Tout cela, quoique fort juste, ne résout pas le problème. Cela ne nous dit pas ce qu’est l’intérêt esthétique ni le beau dans sa généralité. Qu’est-ce que le beau ? Quelle est au juste son idée ? Qu’on lise attentivement ces pages ; rien de précis n’est formulé sur cette question capitale, qui demandait à être traitée d’une façon rigoureuse et philosophique.

L’auteur flotte entre les théories kantienne, herbartiste, hégélienne, etc. celle de la forme qui plaît (Wohlgefallen), qui ne choque pas, qui est régulière, etc., et la définition qui en fait l’expression d’une idée, d’une force vivante et animée, de la beauté comme quelque chose à la fois de sensible et de spirituel (sowohl etwas Sinnliches als Geistiges, p. 14).

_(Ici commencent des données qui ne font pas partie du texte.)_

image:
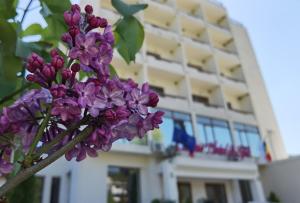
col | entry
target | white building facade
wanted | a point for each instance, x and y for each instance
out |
(203, 66)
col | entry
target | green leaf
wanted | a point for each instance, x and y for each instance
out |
(34, 29)
(8, 9)
(10, 64)
(112, 71)
(55, 6)
(127, 10)
(56, 27)
(129, 37)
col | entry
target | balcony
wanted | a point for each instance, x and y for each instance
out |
(171, 88)
(191, 7)
(193, 28)
(162, 48)
(161, 16)
(207, 97)
(107, 4)
(125, 71)
(199, 57)
(230, 66)
(171, 3)
(222, 39)
(216, 15)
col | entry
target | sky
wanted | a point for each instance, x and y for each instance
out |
(274, 29)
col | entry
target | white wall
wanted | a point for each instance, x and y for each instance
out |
(282, 177)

De là, l’auteur passe à la théorie spéciale du beau, qu’il divise en deux branches, le beau de quantité et le beau de qualité. Dans ces deux catégories se rangent, selon lui, toutes les formes et tous les genres de beautés. Cette partie du livre offre un véritable intérêt. L’auteur y fait preuve d’un grand talent d’analyse ; ses descriptions surtout relatives à la forme, à la régularité, à la symétrie, aux proportions, etc., de même tout ce qui concerne l’expression, l’harmonie, etc., où il trouve moyen d’encadrer les questions les plus importantes de la métaphysique du beau : le laid, le tragique, le comique, etc., conservent une grande valeur indépendante de la théorie et de la classification systématique. Nous ne pouvons le suivre sur ce terrain. Si l’on cherche à dégager la pensée générale qui ressort de toutes ces analyses et de ces détails, on arrive à cette conclusion que l’auteur exprime lui-même (p. 319), en ces termes :

« Finalement, la forme ne peut pas se séparer du contenu ni le contenu de la forme. Le contenu apparaît toujours dans la forme. La forme est toujours liée à un contenu ; elle doit être avec le contenu dans une unité et un accord parfaits (in Einheit und Einstimmung). De là l’immutabilité, l’invariabilité du beau. La beauté est toujours et partout la même. Son côté mobile et divers s’explique par les développements et la variété de ses formes. »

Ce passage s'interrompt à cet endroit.